AMA With Frank Liu, Future of Vector Databases and embedding of everything

Nov 1, 2022

We regularly invite ML practitioners and industry leaders to share their experiences with our Community. Want to ask questions to our next guest? Join BentoML Community Slack

Frank.png

 

We recently invited Frank Liu. Frank Liu is the Director of Operations at Zilliz, a leading provider of vector database and AI technologies. They are also the engineers and scientists who created LF AI Milvus®, the world’s most popular open-source vector database.

Key Takeaways:

  • Vector database and its use cases.
  • Future of vector database and embedding of everything era
  • How to get started with Milvus.

Can you tell us what is Vector database?

Vector databases are great for anybody who wants to be able to analyze unstructured data, e.g. images, video, audio, text, etc… An example, when a vector database application would be searching for images using other images, vector databases do this by performing large-scale vector search - there are quite a few libraries that do this such as FAISS and Hnswlib, but these don’t quite have database features that you’d want or need.

One of the components in the current MLOps ecosystem is the feature store.  Do I still need vector DB? Does vector DB replace feature store? And What are the relationships between them?

Great question. Feature store and vector database are ultimately two very different pieces of infrastructure. Features stores tend to be a repository for curated features, while vector databases are for large-scale similarity searches. On that topic, we don’t see vector database replacing traditional (relational/NoSQL) databases either, but I do see a day where these two database will be used together.

Could you tell us a bit about how you got involved with the Milvus project and what’s your advice for someone getting started with contributing to open source projects?

As for how I got involved with Milvus, I had actually heard about Milvus from a former coworker a while back. We were doing large scale similarity search across images in the early days of deep learning, and there wasn’t any great infrastructure for doing so back then and seeing Milvus was a huge a-ha moment for me, and the rest is history.

If I’m not doing a semantic search, Is a vector database suitable for other ML projects?

Definitely!
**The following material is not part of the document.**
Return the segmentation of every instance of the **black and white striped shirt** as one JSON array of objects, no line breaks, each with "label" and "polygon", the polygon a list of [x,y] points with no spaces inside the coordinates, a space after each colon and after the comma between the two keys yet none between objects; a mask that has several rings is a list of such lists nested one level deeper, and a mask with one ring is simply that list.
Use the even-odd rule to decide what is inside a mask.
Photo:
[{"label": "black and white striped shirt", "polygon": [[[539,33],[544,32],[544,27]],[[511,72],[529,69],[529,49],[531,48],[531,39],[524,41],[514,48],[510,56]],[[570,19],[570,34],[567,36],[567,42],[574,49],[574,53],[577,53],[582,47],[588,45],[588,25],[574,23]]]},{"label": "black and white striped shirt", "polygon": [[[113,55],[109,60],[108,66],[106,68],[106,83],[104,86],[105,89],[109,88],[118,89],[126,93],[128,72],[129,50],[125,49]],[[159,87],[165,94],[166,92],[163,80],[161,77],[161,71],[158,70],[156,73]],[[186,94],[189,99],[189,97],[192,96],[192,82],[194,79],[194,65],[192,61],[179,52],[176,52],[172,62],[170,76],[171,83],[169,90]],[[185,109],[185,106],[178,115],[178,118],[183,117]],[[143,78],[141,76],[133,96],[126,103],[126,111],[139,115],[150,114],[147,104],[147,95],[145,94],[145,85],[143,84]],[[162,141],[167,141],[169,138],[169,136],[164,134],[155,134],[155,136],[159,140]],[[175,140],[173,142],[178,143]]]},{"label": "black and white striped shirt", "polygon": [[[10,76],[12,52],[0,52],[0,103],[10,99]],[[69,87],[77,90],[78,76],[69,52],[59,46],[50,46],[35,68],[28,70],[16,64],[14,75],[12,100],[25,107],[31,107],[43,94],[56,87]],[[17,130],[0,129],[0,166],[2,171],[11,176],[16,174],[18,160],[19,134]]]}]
Vector databases are used for product recommendation, video analysis, targeted advertising, personalized search, drug discovery, and so many more that I can’t think of off the top of my head! Using product recommendation as an example, I can recommend products to users based on images or videos of the product at hand using a vector database, rather than just tags or keywords

I was reading about milvus and saw the term “embedding everything” era.  Can you tell us what is that future looks like?

I think we’re going in a direction where more and more data is being turned into vectors - everything from images to user profiles to geospatial data. Not only that, but a lot of these vectors will cross modalities, for example, images and text can be embedded into the same vector space. Today, I can already search for an image that corresponds to a description using a vector database, e.g. “a photo of a German Shepard running across the hills” would find the most relevant image in the vector database. I envision a day where “everything” will be embedded into a common space, and that’ll really revolutionize the way search is done

From what I am learning, vectordb helps a lot in finding similar data fast.  Can it also help us to train new ML models? If so, how?
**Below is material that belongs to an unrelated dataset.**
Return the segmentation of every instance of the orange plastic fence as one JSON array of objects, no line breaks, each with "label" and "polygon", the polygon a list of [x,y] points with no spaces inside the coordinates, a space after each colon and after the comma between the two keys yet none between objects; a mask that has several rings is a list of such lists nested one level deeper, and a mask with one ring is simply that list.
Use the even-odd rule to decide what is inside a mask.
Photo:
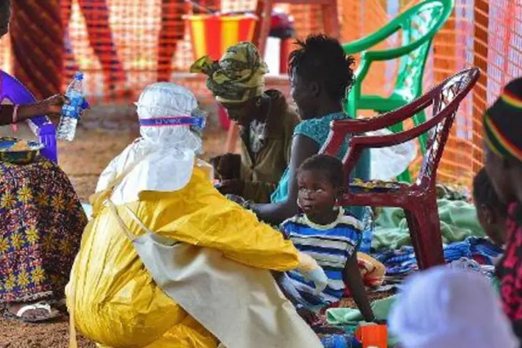
[{"label": "orange plastic fence", "polygon": [[[344,41],[374,31],[418,0],[338,0]],[[253,10],[255,0],[61,0],[65,72],[86,72],[91,99],[134,97],[148,84],[173,80],[192,88],[202,100],[212,97],[200,77],[188,77],[193,60],[188,28],[182,17]],[[320,9],[313,5],[285,6],[295,19],[297,35],[322,30]],[[31,23],[27,23],[31,26]],[[441,180],[468,184],[482,163],[481,116],[501,86],[522,72],[522,2],[520,0],[456,0],[454,13],[436,36],[425,74],[425,88],[452,72],[475,65],[482,76],[461,106],[439,171]],[[0,67],[13,72],[7,35],[0,46]],[[397,35],[383,48],[400,45]],[[386,95],[393,86],[396,62],[372,66],[366,91]],[[269,79],[287,93],[286,80]],[[412,166],[415,170],[420,164]]]}]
For now, vector databases are meant to work with production-ready models, but these are still early days. Perhaps in the future, there could be a way where vector database are used to distill large datasets and enable the training of smaller, more efficient models. Exciting times are ahead!

If I have DB full of data. How do I put those data into a vector db? How do I generate embedding vectors?

Generally, you’ll use a fully trained ML model to generate the embeddings - you can then insert these embeddings into Milvus. We also have a sister open-source project called Towhee (https://towhee.io) which is specifically meant to help with this

For those new to the concept of a vector database, what are the best resources to learn about it?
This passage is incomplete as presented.